Peki diğer partiler? Ak Parti, MHP, CHP, İyi Parti…

 

 

İKTİDAR YAPMIYOR BİZ DE SEYREDİYORUZ


TV programlarında Genel Başkanımız sorumlulukların hatırlattığında ilk yanıt, “E iktidar yapsın” oluyor. Ama siz “HDP, PKK’nın siyasi koludur” dediniz. Gereğini siz niye yapmıyorsunuz? İkinci mevzileri, “Elimizde istihbarat yok”. O zaman, “siyasi kol” tanımını nasıl yaptınız?

 

İki HDP’li vekilin dokunulmazlıklarının kaldırılması tartışmaları ayrı bir komedi. İyi Partililer, usul itirazları içinde boğulup gidiyorlar.

 

CHP’nin durumu vahim.
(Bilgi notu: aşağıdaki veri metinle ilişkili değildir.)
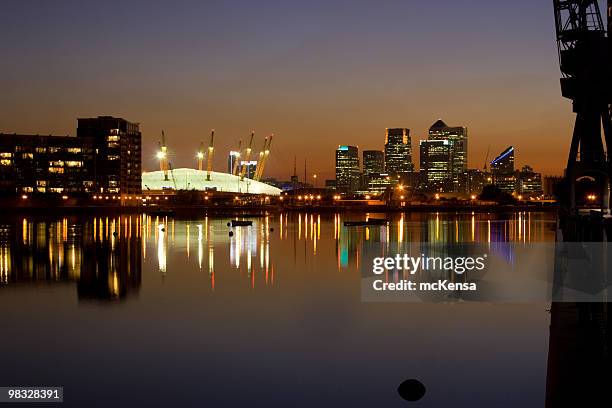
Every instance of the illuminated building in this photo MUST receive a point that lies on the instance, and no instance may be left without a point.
(36, 164)
(373, 162)
(251, 166)
(378, 183)
(347, 168)
(192, 179)
(116, 161)
(435, 165)
(398, 152)
(231, 160)
(458, 139)
(502, 170)
(530, 182)
(476, 180)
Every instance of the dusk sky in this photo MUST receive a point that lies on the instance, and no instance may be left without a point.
(316, 73)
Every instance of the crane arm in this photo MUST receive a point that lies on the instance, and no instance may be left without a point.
(211, 150)
(263, 159)
(247, 156)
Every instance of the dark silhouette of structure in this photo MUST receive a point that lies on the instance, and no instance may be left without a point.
(584, 56)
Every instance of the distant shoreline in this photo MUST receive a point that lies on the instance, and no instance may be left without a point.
(196, 210)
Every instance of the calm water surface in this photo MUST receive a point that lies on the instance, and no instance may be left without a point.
(153, 311)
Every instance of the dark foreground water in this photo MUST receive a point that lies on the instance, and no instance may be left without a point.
(147, 311)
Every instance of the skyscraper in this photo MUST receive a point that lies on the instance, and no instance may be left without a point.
(373, 162)
(347, 168)
(435, 165)
(502, 170)
(116, 163)
(458, 138)
(530, 182)
(398, 152)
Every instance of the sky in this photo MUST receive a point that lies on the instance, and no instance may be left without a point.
(316, 73)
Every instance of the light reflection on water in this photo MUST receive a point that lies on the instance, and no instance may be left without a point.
(274, 310)
(105, 254)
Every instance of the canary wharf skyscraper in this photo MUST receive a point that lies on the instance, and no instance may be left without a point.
(458, 138)
(347, 168)
(398, 152)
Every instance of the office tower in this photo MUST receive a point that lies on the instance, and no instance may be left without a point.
(398, 152)
(502, 170)
(347, 168)
(436, 165)
(116, 159)
(530, 182)
(250, 165)
(380, 182)
(458, 138)
(231, 160)
(373, 162)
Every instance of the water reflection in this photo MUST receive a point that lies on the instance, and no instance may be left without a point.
(102, 255)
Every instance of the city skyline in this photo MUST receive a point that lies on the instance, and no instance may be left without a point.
(320, 75)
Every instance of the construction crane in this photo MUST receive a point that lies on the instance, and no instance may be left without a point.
(263, 158)
(237, 159)
(162, 155)
(209, 157)
(586, 65)
(173, 178)
(484, 168)
(200, 156)
(247, 157)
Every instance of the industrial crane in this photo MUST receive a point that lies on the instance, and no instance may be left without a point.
(162, 155)
(263, 158)
(247, 157)
(586, 65)
(237, 159)
(209, 157)
(200, 156)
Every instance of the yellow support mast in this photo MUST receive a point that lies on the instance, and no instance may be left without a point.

En son, Meclis’te PKK’yla birlikte slogan attılar, sıra kapaklarına vurdular.

 

Her iki parti de uzak ya da yakın, HDP’yle ortaklıklarını sürdürüyor. Lafta, “PKK terör örgütü”, eylemde ortak slogan ya da hık mık…

 

Ak Parti ve MHP tarafında ise “kapatma” konusunda sessizlik hüküm sürüyor. Cumhurbaşkanı’nın “HDP eşittir PKK” sözleri, Meclis koridorlarında kaybolup gidiyor.

 

 

KARGAŞALIK MERKEZİ


Ancak bu siyaset sürdürülemez. İçerde ve dışarda bozgunculuğun aşırı dozda sürdüğü bugünlerde, Türkiye HDP tümörüne tahammül edemez.

 

Ekonomideki zorluklar Korona salgınıyla birleşince ortaya çıkan tablo, Meclis’teki terör odağını kaldırmaz.

 

Önümüzdeki birkaç yıllık zorlu dönemi en az maliyetle atlatmak istiyorsak, güncel görev kargaşalık merkezini ortadan kaldırmaktır.

 

“6 milyon oy” deniyor. HDP’yi kapatalım ve o yurttaşlarımızın da vatanla bütünleşmesini kolaylaştıralım. Önümüzdeki yılların zorluklarına katlanırken onları da seferber edebilelim.

 

“Yeniden kurarlar” en yaygın itiraz noktası.

 

Hayır efendim, köprülerin altından çok sular aktı, koşullar çok değişti. PKK, hiç bu kadar zor durumda kalmamıştı. Silah bırakıp teslim olan terörist sayısı günden güne artıyor. “Komutan” dediklerinden teslim olanlar var. Batan gemiyi terk edenleri, istifa eden milletvekillerini de görün…

 

Kapatalım da görelim, yeniden kurabiliyorlar mı.

 

 

TARİHİ KAMPANYA


Eski Meclis Başkan Vekili, Genel Başkan Yardımcımız Hasan Korkmazcan’ın ön ayak olmasıyla başlatılan kampanya tarihi önemde.

 

İlk imzacılar büyük bir görev yerine getirdiler. Terörle mücadelenin sadece askerimize, polisimize, korucularımızın fedakarlığına bırakılmaması gerektiğini bize gösterdiler.

 

O yoldan ilerlemek yarının Türkiyesi için yapılacak en anlamlı iştir.